All Case Studies

EdTech

Education Platform

3x Traffic growth
90 days200+ pages indexed

The Challenge

What They Were Dealing With

An online education platform with 200+ course pages that were functionally invisible to Google. Despite having genuinely useful content — detailed course outlines, instructor bios, student outcomes — only 34 of their 218 pages were indexed. Their previous agency's explanation was that Google was "still catching up" after a site migration eight months earlier. The agency had been billing $6,000/month for eight months to monitor a problem they hadn't diagnosed, let alone fixed.

The Approach

What We Actually Did

The migration was the root cause, but not in the way the previous agency thought. They'd moved from a WordPress site to a custom React SPA without implementing server-side rendering. Every course page was client-rendered JavaScript that Googlebot couldn't reliably parse. Google's JavaScript rendering service has a crawl budget — it doesn't render every page on every crawl. For a site with 200+ pages and low domain authority, most pages simply never got rendered and therefore never got indexed.

The fix wasn't to "wait for Google to catch up." The fix was to make the pages renderable without JavaScript. We implemented server-side rendering for all course pages and generated static HTML fallbacks for the most critical landing pages. This meant Googlebot could crawl and index the content on the first pass without waiting for JS execution.

Beyond the rendering fix, the course pages themselves needed structural work. Each page was a wall of text with no semantic hierarchy — no proper H2/H3 structure, no schema markup, no FAQ sections despite courses naturally generating dozens of common questions. We added Course schema to every page, built FAQ sections from actual student enquiry data, and restructured the content with proper heading hierarchy that matched search intent.

The internal linking was nonexistent. Course pages didn't link to related courses. Subject area pages didn't link to their child courses. We built a topic cluster architecture: subject hubs linking down to individual courses, courses cross-linking to related offerings, and student outcome pages linking back up to the courses that produced those outcomes.

The War Story

How It Actually Happened

The moment we got access to Search Console, the problem was obvious. The coverage report showed 184 pages in "Discovered — currently not indexed" status. Google knew the pages existed (from the sitemap) but hadn't actually crawled them. Another 47 were "Crawled — currently not indexed," meaning Google had attempted to crawl them but couldn't extract meaningful content from the JavaScript bundle.

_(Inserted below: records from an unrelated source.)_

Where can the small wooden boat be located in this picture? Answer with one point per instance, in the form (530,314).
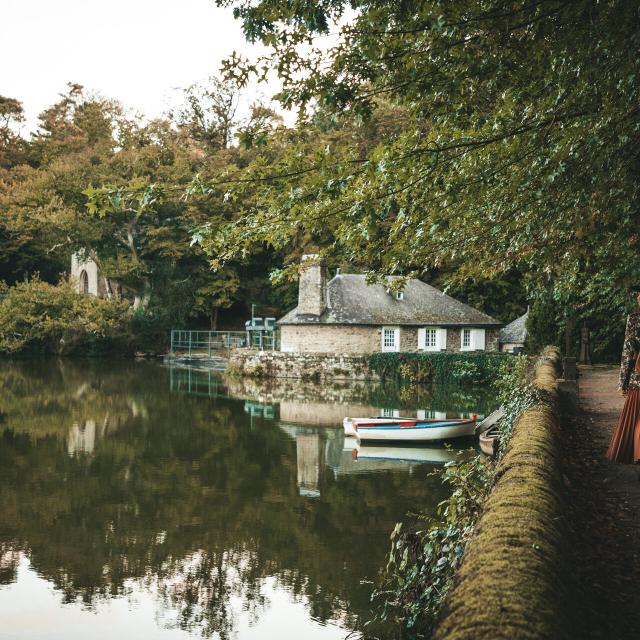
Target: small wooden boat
(408,429)
(490,441)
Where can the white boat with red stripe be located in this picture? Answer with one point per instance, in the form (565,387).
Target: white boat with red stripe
(409,429)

The previous agency had never opened the coverage report. Eight months of billing and they'd been staring at a traffic graph, not the diagnostic tool that would have told them exactly what was wrong.

The server-side rendering implementation took two weeks. We worked directly with the client's dev team — no meetings, just async communication through their existing project management tool. By day 14, all 218 pages were rendering HTML that Googlebot could parse without JavaScript execution.

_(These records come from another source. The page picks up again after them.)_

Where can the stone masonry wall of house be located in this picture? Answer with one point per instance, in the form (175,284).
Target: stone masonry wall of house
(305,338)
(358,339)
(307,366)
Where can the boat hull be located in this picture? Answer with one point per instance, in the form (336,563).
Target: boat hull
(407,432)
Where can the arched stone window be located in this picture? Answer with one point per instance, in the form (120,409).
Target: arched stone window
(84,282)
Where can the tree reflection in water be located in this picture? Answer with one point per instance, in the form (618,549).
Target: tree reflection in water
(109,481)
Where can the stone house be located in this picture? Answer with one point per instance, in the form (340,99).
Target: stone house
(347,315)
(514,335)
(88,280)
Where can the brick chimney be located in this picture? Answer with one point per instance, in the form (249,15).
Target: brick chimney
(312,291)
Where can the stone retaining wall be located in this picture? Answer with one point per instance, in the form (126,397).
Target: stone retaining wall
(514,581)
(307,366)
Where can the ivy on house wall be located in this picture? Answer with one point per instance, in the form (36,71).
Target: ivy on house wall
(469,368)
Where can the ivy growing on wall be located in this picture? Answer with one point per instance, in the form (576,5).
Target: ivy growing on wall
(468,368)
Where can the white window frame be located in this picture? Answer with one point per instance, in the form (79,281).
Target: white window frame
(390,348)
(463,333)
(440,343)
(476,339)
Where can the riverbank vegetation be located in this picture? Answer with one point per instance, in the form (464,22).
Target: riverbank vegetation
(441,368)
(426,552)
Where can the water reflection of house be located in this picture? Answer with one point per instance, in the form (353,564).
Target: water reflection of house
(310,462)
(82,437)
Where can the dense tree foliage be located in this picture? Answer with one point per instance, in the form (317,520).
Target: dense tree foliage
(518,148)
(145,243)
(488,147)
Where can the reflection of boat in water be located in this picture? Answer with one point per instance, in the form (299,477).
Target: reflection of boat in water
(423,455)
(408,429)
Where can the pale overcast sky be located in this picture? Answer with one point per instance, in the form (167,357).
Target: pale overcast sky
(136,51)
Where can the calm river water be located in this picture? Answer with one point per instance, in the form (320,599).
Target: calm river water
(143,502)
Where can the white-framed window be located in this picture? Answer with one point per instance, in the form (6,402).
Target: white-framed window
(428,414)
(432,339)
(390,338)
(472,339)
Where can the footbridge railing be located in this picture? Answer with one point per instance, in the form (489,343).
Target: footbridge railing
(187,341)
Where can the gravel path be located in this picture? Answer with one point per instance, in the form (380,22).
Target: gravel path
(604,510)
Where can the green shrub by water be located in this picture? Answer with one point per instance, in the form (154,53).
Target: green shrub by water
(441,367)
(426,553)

The re-indexation happened faster than expected. We submitted updated sitemaps, used the URL Inspection tool to request indexing on the 30 highest-priority pages, and waited. Within five days, 67 new pages appeared in the index. By day 21, we were at 140 indexed pages. Google was crawling the site aggressively now that it could actually read the content.

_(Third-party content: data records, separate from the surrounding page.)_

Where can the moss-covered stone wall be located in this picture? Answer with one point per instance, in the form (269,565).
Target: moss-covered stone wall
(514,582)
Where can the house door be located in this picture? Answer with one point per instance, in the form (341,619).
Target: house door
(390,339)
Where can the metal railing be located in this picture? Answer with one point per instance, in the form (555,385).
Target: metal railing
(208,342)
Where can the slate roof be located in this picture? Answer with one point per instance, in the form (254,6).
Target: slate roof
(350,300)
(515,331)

Month two was about optimization. With pages indexed, we could see which ones were getting impressions but not clicks (ranking page 2-3) and which ones were getting neither. The Course schema implementation drove immediate improvements — course pages started appearing with rich snippets showing price, duration, and rating, which lifted click-through rates by an average of 23% on pages that already ranked.

The FAQ sections were the surprise performer. We'd built them from real student questions, not keyword-stuffed garbage, and Google rewarded them with FAQ rich results on 31 pages. Each FAQ snippet gave the page more SERP real estate, pushing competitors further down the page even when they technically outranked us by position.

By day 90: all 218 pages indexed, organic traffic tripled, and course enrolment from organic search was up 180%. The platform had been running Google Ads to compensate for their organic invisibility — they cut ad spend by 60% and still grew enrolments because the organic traffic was higher-intent than the paid traffic had been.

The "waiting for Google to catch up" diagnosis had cost the client roughly $48,000 in agency fees plus an estimated $200,000 in lost enrolment revenue over eight months. The actual problem was a technical rendering issue that took two weeks to fix.

We had 200+ pages sitting in Google's void. Our old agency said to "wait for Google to catch up." Underdog indexed and ranked every single one. Traffic tripled.